Ngaire Galloway

Personal information
- Born: Ngaire Lane 31 October 1925 Cambridge, New Zealand
- Died: 9 July 2021 (aged 95) Nelson, New Zealand
- Education: Otago Girls' High School
- Years active: 1940–1949
- Spouse: Kenneth Miller Galloway ​ ​(m. 1949; died 2007)​

Sport
- Country: New Zealand
- Sport: Swimming

Achievements and titles
- National finals: New Zealand; 100 yds backstroke champion (1944–49); 220 yds backstroke champion (1944–49); 100 yds medley champion (1947); 50 yds freestyle champion (1947); United Kingdom; 100 m backstroke champion (1948);

= Ngaire Lane =

New Zealand swimmer (1925–2021)

Ngaire Galloway (née Lane, 31 October 1925 – 9 July 2021) was a New Zealand swimmer, who represented her country at the 1948 Summer Olympics in London.

==Early life==
Galloway was born Ngaire Lane in Cambridge on 31 October 1925, the daughter of Mabel Doris Lane (née Saxby) and William George Lane. She was educated at Otago Girls' High School.

==Swimming career==
In 1940, Lane was the New Zealand junior champion in 50 and 100 yards freestyle and 50 yards backstroke, equalling the national junior record in the latter event. In 1943 she broke the national intermediate 100 yards backstroke record, and the following year she broke the national senior record for 220 yards backstroke, thus becoming the first female swimmer to hold junior, intermediate and senior national records concurrently. She was the national champion for the 100 yards and 220 yards backstroke every year from 1944 to 1949, and in 1947 she also won the 100 yards medley and 50 yards freestyle titles.

Lane travelled to London in 1948 as the only swimmer and only woman on the New Zealand team at the Olympic Games. Before the games, she swam in the 1948 ASA British Championships 100 yards backstroke and won the event. At the Olympics, she reached the semi-finals of the 100 m backstroke, where she finished seventh in a time of 1:19.0. At the conclusion of the Olympic swim meet, Lane was part of an Australasian team that finished third in the 4 × 100 m freestyle relay at the Continental Relay Gala.

==Later life and death==
On 21 May 1949, Lane married Kenneth Miller Galloway—a medical student at the University of Otago—in Thames, and the couple moved to Nelson the following year. The couple went on to have five children. Ken Galloway died in 2007.

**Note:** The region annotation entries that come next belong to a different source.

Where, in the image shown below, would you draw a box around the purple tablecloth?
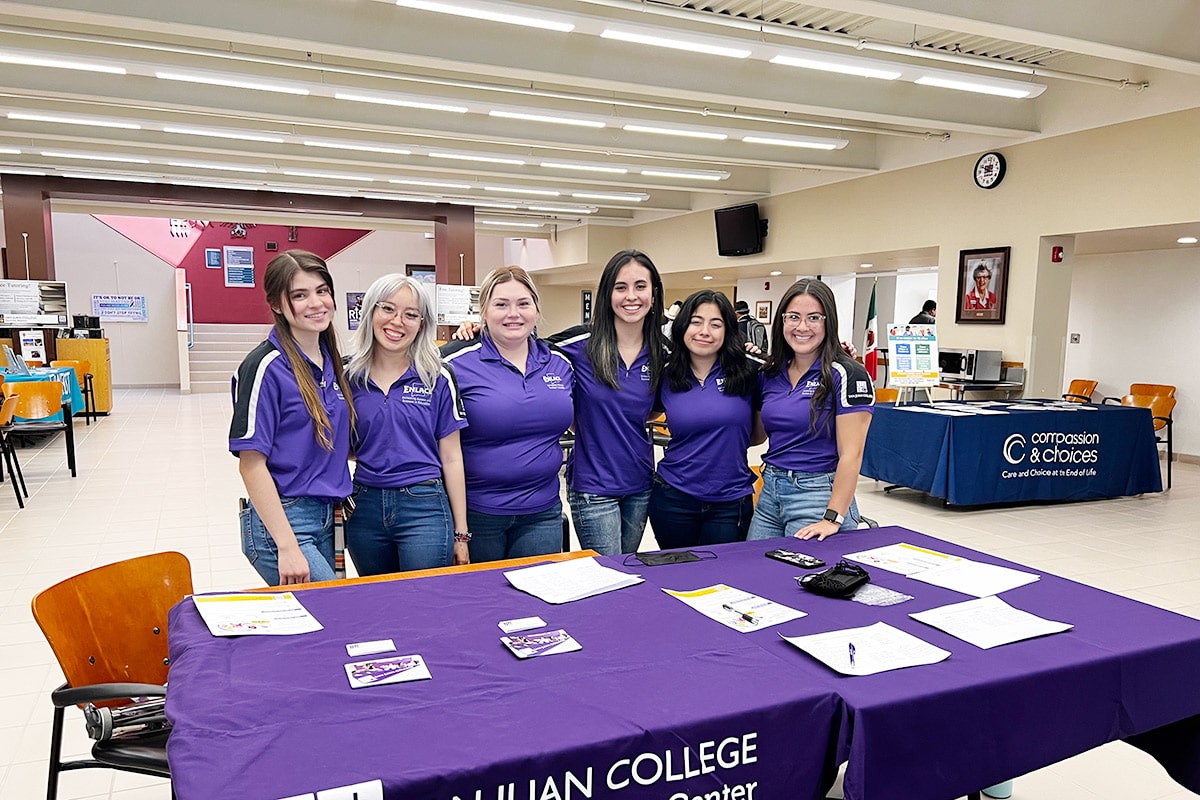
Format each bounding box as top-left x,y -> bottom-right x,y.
624,528 -> 1200,800
167,563 -> 841,800
167,528 -> 1200,800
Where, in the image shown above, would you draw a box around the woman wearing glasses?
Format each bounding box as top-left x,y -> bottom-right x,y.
443,266 -> 575,561
346,275 -> 470,576
748,278 -> 875,540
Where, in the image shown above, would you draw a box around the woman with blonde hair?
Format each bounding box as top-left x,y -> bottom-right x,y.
229,249 -> 354,585
443,266 -> 575,561
346,275 -> 470,575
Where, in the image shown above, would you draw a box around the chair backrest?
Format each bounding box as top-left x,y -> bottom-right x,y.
32,553 -> 192,686
4,380 -> 62,420
50,359 -> 91,389
1064,378 -> 1097,403
1129,384 -> 1175,397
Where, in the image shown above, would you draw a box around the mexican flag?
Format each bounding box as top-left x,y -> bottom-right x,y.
863,281 -> 880,383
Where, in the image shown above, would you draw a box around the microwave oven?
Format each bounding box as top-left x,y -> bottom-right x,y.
937,348 -> 1002,380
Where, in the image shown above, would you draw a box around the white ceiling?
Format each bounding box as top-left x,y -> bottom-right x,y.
0,0 -> 1200,250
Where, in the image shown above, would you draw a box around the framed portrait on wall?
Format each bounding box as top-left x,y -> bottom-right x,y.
954,247 -> 1012,325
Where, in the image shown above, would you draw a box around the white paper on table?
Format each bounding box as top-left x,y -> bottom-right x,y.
908,596 -> 1075,650
192,591 -> 324,636
842,542 -> 962,575
504,558 -> 642,603
662,583 -> 808,633
908,559 -> 1038,597
780,622 -> 950,675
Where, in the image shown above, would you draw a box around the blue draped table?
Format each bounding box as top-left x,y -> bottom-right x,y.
860,403 -> 1163,506
167,528 -> 1200,800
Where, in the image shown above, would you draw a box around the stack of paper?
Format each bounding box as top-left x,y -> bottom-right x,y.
504,558 -> 642,604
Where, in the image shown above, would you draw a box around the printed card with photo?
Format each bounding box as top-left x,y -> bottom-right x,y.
346,655 -> 432,688
500,628 -> 583,658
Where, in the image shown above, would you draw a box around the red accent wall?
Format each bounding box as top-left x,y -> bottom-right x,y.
92,213 -> 371,324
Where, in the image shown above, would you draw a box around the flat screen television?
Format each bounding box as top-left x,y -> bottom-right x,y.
713,203 -> 767,255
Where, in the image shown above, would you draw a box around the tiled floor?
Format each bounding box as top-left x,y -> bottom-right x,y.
0,390 -> 1200,800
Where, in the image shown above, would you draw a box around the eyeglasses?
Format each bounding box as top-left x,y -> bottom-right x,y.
376,302 -> 421,325
784,313 -> 826,325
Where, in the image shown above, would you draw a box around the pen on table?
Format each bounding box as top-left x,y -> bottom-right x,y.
721,603 -> 758,625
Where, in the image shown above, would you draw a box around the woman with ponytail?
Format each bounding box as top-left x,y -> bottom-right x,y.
229,249 -> 354,585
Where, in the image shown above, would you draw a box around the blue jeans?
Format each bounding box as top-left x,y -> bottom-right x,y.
650,475 -> 754,549
346,479 -> 454,575
746,464 -> 862,540
566,489 -> 650,555
467,500 -> 563,563
241,498 -> 337,587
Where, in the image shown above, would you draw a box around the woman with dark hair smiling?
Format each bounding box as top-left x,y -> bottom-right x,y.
650,289 -> 762,549
749,278 -> 875,539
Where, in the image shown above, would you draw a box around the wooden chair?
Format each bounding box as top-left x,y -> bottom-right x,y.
0,395 -> 29,509
1062,378 -> 1097,403
50,359 -> 96,425
2,380 -> 76,477
32,553 -> 192,800
875,386 -> 900,403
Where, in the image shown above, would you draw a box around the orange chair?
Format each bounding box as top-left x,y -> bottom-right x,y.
2,380 -> 76,477
0,393 -> 29,509
32,553 -> 192,800
50,359 -> 96,425
1062,378 -> 1097,403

Ngaire Galloway was appointed as a justice of the peace in 1980, and as a marriage celebrant in 1983. She served as a member of the Nelson College board of trustees, and was the first woman to be president of the Nelson Tasman Justice of the Peace Association. In 2011, she was inducted into Nelson's Legends of Sport. Galloway's granddaughter, Gina Galloway, won a bronze medal in the 100 m backstroke at the 2017 Commonwealth Youth Games and competed at the 2018 Summer Youth Olympics.

Galloway died in Nelson on 9 July 2021, aged 95. She was the last surviving member of the 1948 New Zealand Olympic team.

==Honorific eponym==
in 1996, the Nelson City Council named a pedestrian walkway and street, adjacent to the city's Riverside Pool, Ngaire Lane and Ngaire Place, respectively, in Galloway's honour.